O Tribunal Constitucional (TC) validou esta terça-feira a constitucionalidade do decreto do Parlamento que descriminalizou as drogas sintéticas e fez uma nova distinção entre tráfico e consumo, na sequência do pedido de fiscalização abstrata preventiva apresentado pelo Presidente da República.
Na leitura pública realizada no Palácio Ratton, em Lisboa, o juiz conselheiro relator Carlos Medeiros Carvalho anunciou que o “TC decidiu por unanimidade não se pronunciar pela inconstitucionalidade” de normas regulamentares do decreto aprovado pela Assembleia da República em 19 de julho.
A explicação da decisão foi reforçada pelo presidente do TC, José João Abrantes, “por entender que, para efeitos do dever de audição prévia (…), a matéria não se apresenta como envolvendo questões respeitantes às regiões autónomas”, uma vez que Marcelo Rebelo de Sousa tinha justificado o envio com a "falta de consulta" dos órgãos de Governo das regiões autónomas da Madeira e Açores.
Presidente promulga mas deixa alerta
Pouco depois do anúncio da decisão, a Presidência fez saber que Marcelo vai promulgar a lei.
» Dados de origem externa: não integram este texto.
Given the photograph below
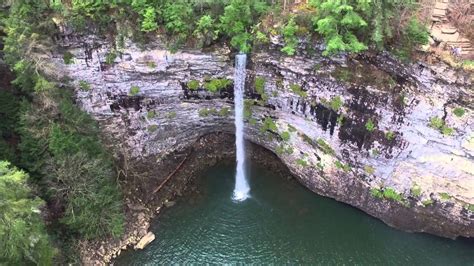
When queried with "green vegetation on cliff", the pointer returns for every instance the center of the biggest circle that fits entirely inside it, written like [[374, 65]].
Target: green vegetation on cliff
[[23, 237], [345, 26]]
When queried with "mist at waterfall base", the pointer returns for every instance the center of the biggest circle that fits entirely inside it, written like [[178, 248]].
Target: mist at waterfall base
[[282, 223], [242, 189]]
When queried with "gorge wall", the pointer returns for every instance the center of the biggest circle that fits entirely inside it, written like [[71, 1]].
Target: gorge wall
[[353, 129]]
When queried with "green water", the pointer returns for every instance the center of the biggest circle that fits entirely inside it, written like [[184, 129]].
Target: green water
[[283, 223]]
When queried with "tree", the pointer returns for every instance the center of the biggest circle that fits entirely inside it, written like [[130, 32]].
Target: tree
[[238, 17], [23, 236]]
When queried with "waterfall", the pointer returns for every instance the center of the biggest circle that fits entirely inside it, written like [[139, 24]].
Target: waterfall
[[241, 190]]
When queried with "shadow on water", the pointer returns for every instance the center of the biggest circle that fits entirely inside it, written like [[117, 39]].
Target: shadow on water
[[283, 223]]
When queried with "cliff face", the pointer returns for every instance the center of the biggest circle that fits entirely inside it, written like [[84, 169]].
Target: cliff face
[[353, 129]]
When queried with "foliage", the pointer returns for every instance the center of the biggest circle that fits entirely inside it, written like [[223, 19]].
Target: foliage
[[470, 207], [415, 33], [344, 167], [23, 237], [338, 22], [68, 58], [110, 57], [134, 90], [336, 103], [151, 114], [149, 19], [193, 85], [301, 162], [176, 15], [369, 169], [391, 194], [268, 125], [171, 115], [260, 85], [64, 152], [215, 85], [325, 147], [459, 112], [377, 193], [389, 135], [427, 202], [285, 135], [291, 41], [297, 89], [370, 126], [206, 30], [238, 18], [248, 108], [445, 196], [440, 125], [84, 85], [415, 191], [152, 128]]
"O Presidente da República, depois de o Tribunal Constitucional ter decidido desatender a posição da Assembleia Legislativa da Região Autónoma da Madeira, assim esclarecendo uma questão que importava para a aplicação do diploma, procederá à sua promulgação, mal ele lhe seja remetido", foi anunciado em comunicado.
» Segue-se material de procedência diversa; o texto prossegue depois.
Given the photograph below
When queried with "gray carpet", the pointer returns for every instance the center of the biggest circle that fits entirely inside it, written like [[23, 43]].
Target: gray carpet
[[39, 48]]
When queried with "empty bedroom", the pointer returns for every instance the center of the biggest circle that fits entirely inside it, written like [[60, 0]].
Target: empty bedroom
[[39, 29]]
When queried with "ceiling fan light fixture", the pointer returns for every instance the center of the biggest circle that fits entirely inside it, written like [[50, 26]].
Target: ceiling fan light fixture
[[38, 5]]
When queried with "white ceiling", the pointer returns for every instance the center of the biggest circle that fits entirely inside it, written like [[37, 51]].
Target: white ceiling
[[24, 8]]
A lei será aprovada, mas o Presidente "não deixa de chamar a atenção para o facto de a Assembleia da República ter divergido do Governo no ponto sensível da definição da quantidade de droga detida por quem tenha de ser considerado mero consumidor ou efetivo traficante".
Em causa está o decreto que "clarifica o regime sancionatório relativo à detenção de droga para consumo independentemente da quantidade".
Do Parlamento à "luz verde" do PR
Marcelo Rebelo de Sousa tinha requerido, no dia 17 de agosto, a fiscalização preventiva de constitucionalidade do diploma que clarifica o regime sancionatório relativo à detenção de droga para consumo independentemente da quantidade e estabelece prazos regulares para a atualização das normas regulamentares.
O chefe de Estado não deixou de manifestar também "reservas sobre uma questão de conteúdo, e na linha do entendimento que já vem dos tempos do Presidente Jorge Sampaio, considerando, agora, em particular, a especial incidência dos novos tipos de drogas nas Regiões Autónomas, o regime sancionatório nelas adotado e a regionalização dos serviços de saúde, fundamentais para a aplicação do novo diploma".
No requerimento enviado ao TC, Marcelo Rebelo de Sousa reforçou a necessidade de as regiões autónomas serem auscultadas sobre o diploma, porque, além de uma “relevante dimensão administrativa”, acarreta também “sérias implicações de saúde pública, com reconhecidas especificidades regionais”.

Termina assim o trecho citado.